Hormis le fait que des policiers fassent main basse sur des parfums et des bijoux chez les particuliers pendant les perquisitions, les bandes-son de Vimen Sabapati, rendues publiques vendredi, font état de liens présumés entre l’assistant surintendant de police (ASP) Ashik Jagai et Franklin. Ce n’est pas la première fois que ces « connexions » sont évoquées.

Pour Dev Jokhoo, ancien patron de la NSS, cela a toujours était le cas. « Jagai ti responsable ADSU Western Division, Dip ti Divisional Commander, pa dir mwa zot pa ti kone ki Franklin pe fer depi 2015 », martèle-t-il. 

Me Melany Nagen : « Mon client a peur »

L’interrogatoire de Vimen Sabapati, dans le cadre de la publication des bandes audio en sa possession, a débuté mercredi au CCID. Il est représenté par Siddhardha Hawoldar, Shakeel Mohamed et Melany Nagen.

Cette dernière s’est entretenue avec les journalistes à l’issue de l’exercice, qui s’est poursuivi ce vendredi. Elle a déclaré que la police voulait savoir dans quelles circonstances Vimen Sapabati s’était retrouvé en possession de ces enregistrements.

« Les enquêteurs sont très fiables et très intègres », a-t-elle déclaré. Melany Nagen a ajouté que Vimen Sabapati était toujours détenu dans une cellule de la police. Elle a ajouté qu’une requête pour sa libération a été déposée au tribunal de Port-Louis Sud, et sera débattue ce lundi 19 juin à 13h30. Elle a également déclaré que Vimen Sabapati ne souhaitait pas que des éléments de la SST l’accompagnent lors de sa comparution devant le tribunal ce vendredi.

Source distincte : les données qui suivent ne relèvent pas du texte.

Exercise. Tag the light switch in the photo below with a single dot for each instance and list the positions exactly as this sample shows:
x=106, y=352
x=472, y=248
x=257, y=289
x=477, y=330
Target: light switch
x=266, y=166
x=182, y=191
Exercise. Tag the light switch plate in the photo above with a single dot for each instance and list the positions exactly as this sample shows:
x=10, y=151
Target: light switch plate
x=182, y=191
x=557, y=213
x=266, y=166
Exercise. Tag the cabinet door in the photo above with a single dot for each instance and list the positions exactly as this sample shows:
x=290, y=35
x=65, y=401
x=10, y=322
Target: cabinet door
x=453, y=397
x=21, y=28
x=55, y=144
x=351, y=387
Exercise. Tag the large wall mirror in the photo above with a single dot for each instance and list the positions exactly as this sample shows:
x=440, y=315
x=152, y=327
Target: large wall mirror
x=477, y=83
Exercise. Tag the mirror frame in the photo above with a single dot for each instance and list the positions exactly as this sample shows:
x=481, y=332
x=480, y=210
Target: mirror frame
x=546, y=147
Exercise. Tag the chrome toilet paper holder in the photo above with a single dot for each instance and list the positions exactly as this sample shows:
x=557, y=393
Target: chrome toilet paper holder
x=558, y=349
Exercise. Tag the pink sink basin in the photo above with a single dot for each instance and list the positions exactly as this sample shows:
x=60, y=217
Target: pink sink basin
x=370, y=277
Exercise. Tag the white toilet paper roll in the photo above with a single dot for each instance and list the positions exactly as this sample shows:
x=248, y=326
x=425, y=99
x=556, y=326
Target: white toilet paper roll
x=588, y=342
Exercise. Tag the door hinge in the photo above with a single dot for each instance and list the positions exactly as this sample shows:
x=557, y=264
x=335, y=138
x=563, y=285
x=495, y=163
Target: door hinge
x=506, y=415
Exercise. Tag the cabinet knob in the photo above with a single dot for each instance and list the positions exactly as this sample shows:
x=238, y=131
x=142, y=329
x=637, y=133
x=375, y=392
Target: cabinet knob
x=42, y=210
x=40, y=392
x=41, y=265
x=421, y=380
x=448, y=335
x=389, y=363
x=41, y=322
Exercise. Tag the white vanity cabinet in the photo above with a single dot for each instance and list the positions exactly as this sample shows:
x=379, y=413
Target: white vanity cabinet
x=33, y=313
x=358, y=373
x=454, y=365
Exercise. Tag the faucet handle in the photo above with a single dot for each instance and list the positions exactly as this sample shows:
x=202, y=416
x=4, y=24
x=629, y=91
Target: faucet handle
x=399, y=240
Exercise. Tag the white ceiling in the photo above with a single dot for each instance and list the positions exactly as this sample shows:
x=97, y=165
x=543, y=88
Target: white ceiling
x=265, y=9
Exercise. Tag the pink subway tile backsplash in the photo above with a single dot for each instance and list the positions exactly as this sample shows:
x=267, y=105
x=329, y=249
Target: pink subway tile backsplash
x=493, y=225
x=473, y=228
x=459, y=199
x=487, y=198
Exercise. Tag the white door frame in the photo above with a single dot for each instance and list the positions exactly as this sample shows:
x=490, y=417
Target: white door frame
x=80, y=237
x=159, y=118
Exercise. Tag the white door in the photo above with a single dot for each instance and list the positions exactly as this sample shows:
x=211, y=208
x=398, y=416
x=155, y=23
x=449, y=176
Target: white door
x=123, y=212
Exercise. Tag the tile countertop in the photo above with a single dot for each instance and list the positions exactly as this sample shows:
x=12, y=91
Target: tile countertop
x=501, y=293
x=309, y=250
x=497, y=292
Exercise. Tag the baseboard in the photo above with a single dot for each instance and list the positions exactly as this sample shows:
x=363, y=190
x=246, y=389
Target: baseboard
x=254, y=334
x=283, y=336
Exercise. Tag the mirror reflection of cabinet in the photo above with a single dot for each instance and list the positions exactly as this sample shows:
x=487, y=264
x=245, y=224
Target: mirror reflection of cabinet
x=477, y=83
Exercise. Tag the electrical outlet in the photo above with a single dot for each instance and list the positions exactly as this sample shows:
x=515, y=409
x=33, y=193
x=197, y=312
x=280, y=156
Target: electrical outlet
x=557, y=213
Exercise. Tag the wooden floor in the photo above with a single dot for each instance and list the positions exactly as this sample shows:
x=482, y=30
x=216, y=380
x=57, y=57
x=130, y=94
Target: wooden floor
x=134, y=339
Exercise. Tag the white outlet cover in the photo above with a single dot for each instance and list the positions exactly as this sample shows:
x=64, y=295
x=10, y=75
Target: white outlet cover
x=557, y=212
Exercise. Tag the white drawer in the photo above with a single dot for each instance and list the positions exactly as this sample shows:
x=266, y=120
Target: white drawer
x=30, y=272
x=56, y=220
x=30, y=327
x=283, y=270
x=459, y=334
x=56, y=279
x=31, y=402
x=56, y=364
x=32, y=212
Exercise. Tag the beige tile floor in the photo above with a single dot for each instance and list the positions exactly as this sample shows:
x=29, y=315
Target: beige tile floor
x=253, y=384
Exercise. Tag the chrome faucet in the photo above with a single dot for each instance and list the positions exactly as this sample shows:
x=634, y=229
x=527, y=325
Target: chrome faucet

PNQ : « Mere allegations », dit le Premier ministre

Pravind Jugnauth a annoncé qu’une enquête préliminaire a été ouverte par la Major Crime Investigation Team (MCIT) à la suite de la diffusion des bandes-son de Sabapati, et qu’en fonction des résultats de cette enquête, « the Police may refer the matter to the Independent Police Complaints Commission (IPCC) for any action deemed necessary ». Alors que l’on sait que c’est l’IPCC qui mène toute enquête concernant la police habituellement.

Face à la Private Notice Question (PNQ) du leader de l’opposition, lundi 12 juin à l’Assemblée nationale, le Premier ministre, fidèle à lui-même, a sorti des réponses toutes faites. Et a encore une fois parlé de « mere allegations ».

S’agissant du démantèlement de l’ADSU, recommandé par la Commission d’enquête sur la drogue, le Premier ministre a déclaré que cette décision aurait créé un « institutional vaccum », comme avancé par le Commissaire de police.

Pravind Jugnauth a également rappelé que la SST a été créée pour soutenir d’autres unités policières, notamment dans le combat contre le trafic de drogue. Par la suite, le PM est revenu longuement sur des articles internationaux faisant état de policiers, à l’étranger, impliqués dans le trafic de drogue.